Coining a name is not nearly as easy as one might think.  One colleague of mine, a partner at a Boston-area IP firm, says her most fruitful name-coining efforts begin by picking word fragments from two different branches of human language and splicing them together.  Her first language is Russian, and so she picks a word stem from a Russian word and a word stem from English or Latin, and smashes them together, and then tests the resulting string of letters against the ten conditions mentioned above.

What factors do you urge clients to consider when picking a new name for a company or product or service?  Did I overlook a factor that you think is important?

9 thoughts on “Picking a new trademark

  1. A very helpful post. Broadway shows are generally produced by an entity created specifically for that show. Often that entity is named (by producers who will not need to use the legal name of the entity constantly) something like The Very Long Title of the Show Broadway Company LLC, because the redundant “Company” in the name was just what we needed. Some of these company names are so long that they have too many characters to be printed on standard checks for the new bank account. The practical advantages of a simpler legal name are rarely considered because it is the name of the show, not the name of the entity, that is advertised. The fact that the long legal name will be a nuisance whenever it needs to be used is usually given no thought by the people who choose the name.

  2. The problem I face is clients that have already chosen a mark, developed marketing materials, and put into use their “dear” mark. Registration is an unfortunate afterthought. End result is often a frustrated attorney and an unhappy client.

  3. I understand firsthand why your list is so exhaustive. However, it’s also way too lawyerly and impractical. For example, like most companies and law firms, your firm’s name (Oppedahl Patent Law Firm) violates several of the factors of this list.

  4. I suggest picking a name that uses dictionary words, preferably an arbitrary word and a descriptive word, or just one arbitrary word. Google predictive search makes coined words difficult to enter in universal URL bars.

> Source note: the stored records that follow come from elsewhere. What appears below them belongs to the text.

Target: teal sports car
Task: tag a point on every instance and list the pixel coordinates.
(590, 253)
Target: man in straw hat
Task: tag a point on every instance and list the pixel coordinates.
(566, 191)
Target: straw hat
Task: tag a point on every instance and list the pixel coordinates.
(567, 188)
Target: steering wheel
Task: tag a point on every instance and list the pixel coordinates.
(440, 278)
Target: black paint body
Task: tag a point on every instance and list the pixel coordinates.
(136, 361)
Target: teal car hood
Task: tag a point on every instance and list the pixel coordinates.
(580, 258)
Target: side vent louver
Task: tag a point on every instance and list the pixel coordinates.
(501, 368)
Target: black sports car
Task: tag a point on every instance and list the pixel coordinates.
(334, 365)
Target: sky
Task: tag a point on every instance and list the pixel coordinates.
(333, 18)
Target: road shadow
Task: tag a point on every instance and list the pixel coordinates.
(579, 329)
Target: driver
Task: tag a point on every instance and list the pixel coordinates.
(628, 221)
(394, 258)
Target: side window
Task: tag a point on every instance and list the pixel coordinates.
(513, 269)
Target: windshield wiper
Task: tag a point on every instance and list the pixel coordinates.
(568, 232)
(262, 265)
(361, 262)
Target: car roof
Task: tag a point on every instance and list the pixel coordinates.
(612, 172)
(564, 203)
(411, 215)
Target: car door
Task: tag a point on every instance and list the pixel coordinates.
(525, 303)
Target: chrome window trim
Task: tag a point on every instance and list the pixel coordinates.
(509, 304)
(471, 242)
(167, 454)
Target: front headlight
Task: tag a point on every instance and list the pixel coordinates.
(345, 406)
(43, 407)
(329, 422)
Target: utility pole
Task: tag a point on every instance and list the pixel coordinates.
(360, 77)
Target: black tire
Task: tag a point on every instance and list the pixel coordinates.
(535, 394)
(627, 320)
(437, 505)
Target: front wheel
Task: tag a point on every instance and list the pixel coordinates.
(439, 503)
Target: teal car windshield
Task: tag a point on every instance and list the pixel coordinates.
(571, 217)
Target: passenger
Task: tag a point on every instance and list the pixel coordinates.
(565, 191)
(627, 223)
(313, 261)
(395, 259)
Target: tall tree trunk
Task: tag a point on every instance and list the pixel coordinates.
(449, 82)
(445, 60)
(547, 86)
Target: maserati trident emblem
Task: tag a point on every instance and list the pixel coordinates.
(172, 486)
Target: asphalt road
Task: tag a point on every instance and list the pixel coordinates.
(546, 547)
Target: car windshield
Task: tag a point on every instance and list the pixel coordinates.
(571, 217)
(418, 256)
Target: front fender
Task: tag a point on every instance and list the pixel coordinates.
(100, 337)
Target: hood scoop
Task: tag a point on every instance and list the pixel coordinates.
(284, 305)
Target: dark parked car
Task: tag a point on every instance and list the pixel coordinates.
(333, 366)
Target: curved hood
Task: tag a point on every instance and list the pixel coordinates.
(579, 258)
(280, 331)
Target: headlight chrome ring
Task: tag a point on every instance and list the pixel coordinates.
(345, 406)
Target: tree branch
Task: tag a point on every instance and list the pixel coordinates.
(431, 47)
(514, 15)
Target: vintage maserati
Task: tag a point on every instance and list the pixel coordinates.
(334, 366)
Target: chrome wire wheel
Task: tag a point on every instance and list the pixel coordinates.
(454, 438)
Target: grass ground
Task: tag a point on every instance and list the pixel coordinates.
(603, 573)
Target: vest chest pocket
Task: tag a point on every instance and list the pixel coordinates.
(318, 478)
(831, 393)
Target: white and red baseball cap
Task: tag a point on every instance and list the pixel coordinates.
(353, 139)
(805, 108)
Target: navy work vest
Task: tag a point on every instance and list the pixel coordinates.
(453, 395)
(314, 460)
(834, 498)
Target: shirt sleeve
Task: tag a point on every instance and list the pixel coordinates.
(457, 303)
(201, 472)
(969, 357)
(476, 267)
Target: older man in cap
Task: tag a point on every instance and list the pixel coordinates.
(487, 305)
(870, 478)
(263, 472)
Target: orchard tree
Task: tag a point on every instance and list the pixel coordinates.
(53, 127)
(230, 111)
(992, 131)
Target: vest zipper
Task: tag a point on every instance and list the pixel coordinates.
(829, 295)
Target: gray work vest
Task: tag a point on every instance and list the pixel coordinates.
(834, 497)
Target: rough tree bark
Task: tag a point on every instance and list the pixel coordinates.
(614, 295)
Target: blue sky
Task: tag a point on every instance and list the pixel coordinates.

    Brand names should be less than 10 characters long, easy to spell and have matching domain names available for .ca and .com. Use domain name drop lists at GoDaddy or http://tbr.cira.ca/ for inspiration, then do a trademark search after picking some names. Good domain names are literally gone in seconds once they are released.

  5. I’m a big fan of arbitrary marks, too, because the client may adopt a familiar word or phrase that is not descriptive of the client’s goods/services. I love Apple as a mark for computer software and hardware; Red Hat as a mark for open source solutions; etc.

    Great summary, Carl. Thanks for sharing.

    • Hi Tom, as a trademark attorney, you are understandably a “big fan of arbitrary marks.”

      But do you have any idea how much time and money it takes to successfully grow and “brand” an arbitrary mark? You should find out before advising businesses to adopt arbitrary marks.

      For a national or international company, it’s easily tens of millions of dollars and many, many years. But about 99% of startups are small and self-financed by credit cards, family and/or friends. So “arbitrary marks” are a practical choice for only about 1% of businesses.

      Plus Apple started off as Apple Computer, Inc., and Red Hat started off as Red Hat Software.

      And like most law firms, your firm’s name is surname-based (Hinckley, Allen & Snyder LLP). And as you know, surname trademarks are some of the most difficult to get, protect, market, etc. Plus because law firm partners come and go, your firm like many others has had to change its name several times over the years, and probably does little if any policing of its trademark against other lawyers or law firms that also use the surnames Hinckley, Allen or Snyder for “legal services.”

      Hope this comment from a non-attorney business person is helpful!